Since the network was entirely constructed by using well-documented molecular pathway interactions, the microarray data in this study serve as independent test and validation of the network. We found that the overall profiling is consistent with the prediction of this network. Interestingly, gene expression profiling demonstrated that among abundant differentially expressed genes encoding enzymes, shown in Figure 3, many of which appear to be glucocorticoids regulated or related. St3gal3, a sialyltransferase, is an acute phase reactant that is transcriptional regulated by glucocorticoids. Sulfotransferase, Sult1c3, and N-acetylglucosaminidase, Hyal4, are glucocorticoids inducible genes. O-GlcNAc transferase, Aer61, may participate in glucocorticoids signaling by associating with ligand bound glucocorticoid receptor in a multi-protein repression complex, mediating glucocorticoid-induced apoptosis. Tktl2 is an enzyme in pentose phosphate pathway whose flux associates with interconversion of biologically inactive 11-keto derivatives to active glucocorticoids. Pcsk2 is a prohormone convertase that is regulated by both glucocorticoids and estrogens. Plcb2, a gene encodes phospholipase C that mediates activation by both estrogens and glucocorticoids. CYP3A family of enzymes is responsible for degradation of glucocorticoids. UDP-glucuronosyltransferase and Pck1 that encodes phosphoenolpyruvate carboxylase are inducible by glucocorticoids. The genes relevant to the network are summarized in Figure 3(a). References are in Supplementary Materials.

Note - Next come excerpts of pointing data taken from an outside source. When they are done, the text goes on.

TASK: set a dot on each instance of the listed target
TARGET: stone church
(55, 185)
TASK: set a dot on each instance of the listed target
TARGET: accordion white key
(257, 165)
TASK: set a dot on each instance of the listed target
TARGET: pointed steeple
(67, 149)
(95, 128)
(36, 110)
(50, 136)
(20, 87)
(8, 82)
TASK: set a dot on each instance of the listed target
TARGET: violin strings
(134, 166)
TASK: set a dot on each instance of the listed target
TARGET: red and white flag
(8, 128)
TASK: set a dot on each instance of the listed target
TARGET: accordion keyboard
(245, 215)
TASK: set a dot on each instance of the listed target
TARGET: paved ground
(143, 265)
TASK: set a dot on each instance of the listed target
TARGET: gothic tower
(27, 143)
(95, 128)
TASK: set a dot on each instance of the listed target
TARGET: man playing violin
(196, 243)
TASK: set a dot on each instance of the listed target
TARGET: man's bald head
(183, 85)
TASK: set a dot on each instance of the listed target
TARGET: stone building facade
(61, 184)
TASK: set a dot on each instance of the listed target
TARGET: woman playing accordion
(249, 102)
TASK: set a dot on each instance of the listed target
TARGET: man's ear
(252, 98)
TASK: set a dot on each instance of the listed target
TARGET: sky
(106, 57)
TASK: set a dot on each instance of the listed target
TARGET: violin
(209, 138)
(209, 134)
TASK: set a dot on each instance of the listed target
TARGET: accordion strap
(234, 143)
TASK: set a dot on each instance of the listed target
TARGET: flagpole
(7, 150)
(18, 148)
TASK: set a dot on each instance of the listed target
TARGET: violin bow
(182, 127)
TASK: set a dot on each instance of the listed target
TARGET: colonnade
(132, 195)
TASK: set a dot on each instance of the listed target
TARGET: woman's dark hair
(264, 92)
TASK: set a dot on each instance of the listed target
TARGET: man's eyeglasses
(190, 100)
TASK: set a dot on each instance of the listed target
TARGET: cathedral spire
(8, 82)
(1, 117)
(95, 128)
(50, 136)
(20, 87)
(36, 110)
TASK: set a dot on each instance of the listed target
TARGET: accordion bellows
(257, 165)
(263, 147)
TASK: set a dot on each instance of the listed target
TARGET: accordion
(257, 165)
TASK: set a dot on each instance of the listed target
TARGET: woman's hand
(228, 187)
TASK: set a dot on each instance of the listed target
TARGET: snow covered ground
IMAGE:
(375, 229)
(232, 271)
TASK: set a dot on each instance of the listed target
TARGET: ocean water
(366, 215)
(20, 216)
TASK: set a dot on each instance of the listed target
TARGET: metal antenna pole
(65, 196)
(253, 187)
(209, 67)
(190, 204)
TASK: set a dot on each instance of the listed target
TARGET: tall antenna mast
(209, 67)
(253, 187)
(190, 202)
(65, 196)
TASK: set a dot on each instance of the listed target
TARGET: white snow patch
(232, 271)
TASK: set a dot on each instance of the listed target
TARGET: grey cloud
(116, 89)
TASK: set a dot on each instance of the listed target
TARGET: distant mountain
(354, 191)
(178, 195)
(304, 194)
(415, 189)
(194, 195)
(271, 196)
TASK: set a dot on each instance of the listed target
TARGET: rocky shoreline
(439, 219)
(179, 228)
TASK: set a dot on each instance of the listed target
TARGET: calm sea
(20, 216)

The modeling of the network is performed by Boolean method. Among 256 total combinations of the On (1), Off (0) states of the nodes, we identified 19 attractors with balanced interaction and locally stable. The attractors are shown in Figure 1. The normal osteoblast phenotype associates with attractor (4), with ESR(1), GR(0), RAR(0), PPAR(1), VDR(1), GRP120(1), Ca2+(1), NCOA(1), according to microarray data shown in Figure 3. The OVX osteoporotic osteoblast phenotype associates with attractor (14), with ESR(0), GR(1), RAR(0), PPAR(1), VDR(0), GRP120(0), Ca2+(0), NCOA(1). The GluSr treated phenotype associates with attractor (5), ESR(0), GR(0), RAR(1), PPAR(1), VDR(1), GRP130(1), Ca2+(1), NCOA(1). The overactive glucocorticoid pathway in OVX is apparent from Figure 3. The fatty acids related genes, especially those directly participate in fatty acids metabolism such as Baat and Hmgcs1, are high in OVX rats. Overall, PPAR pathway is less active in osteoblasts of normal rats. In normal osteoblast cells, genes encode enzymes involved in the synthesis of retinoic acid Adh4 and Aldh1a1 are highly expressed. Meanwhile Crabp2, which encodes a Cellular Retinoic Acid-Binding Protein (CBABP), responsible for retinoic acids sequestering is also high. Rarg, which encodes RARγ, is low in comparison to OVX rat. Thus retinoic acid signaling in normal osteoblast cells does not appear to be overactive but rather well buffered. This buffering is partially intact in osteoblast cells in OVX rats but lost in GluSr treated rats. We used buffering and Rarg as criteria to assign values to retinoic pathway.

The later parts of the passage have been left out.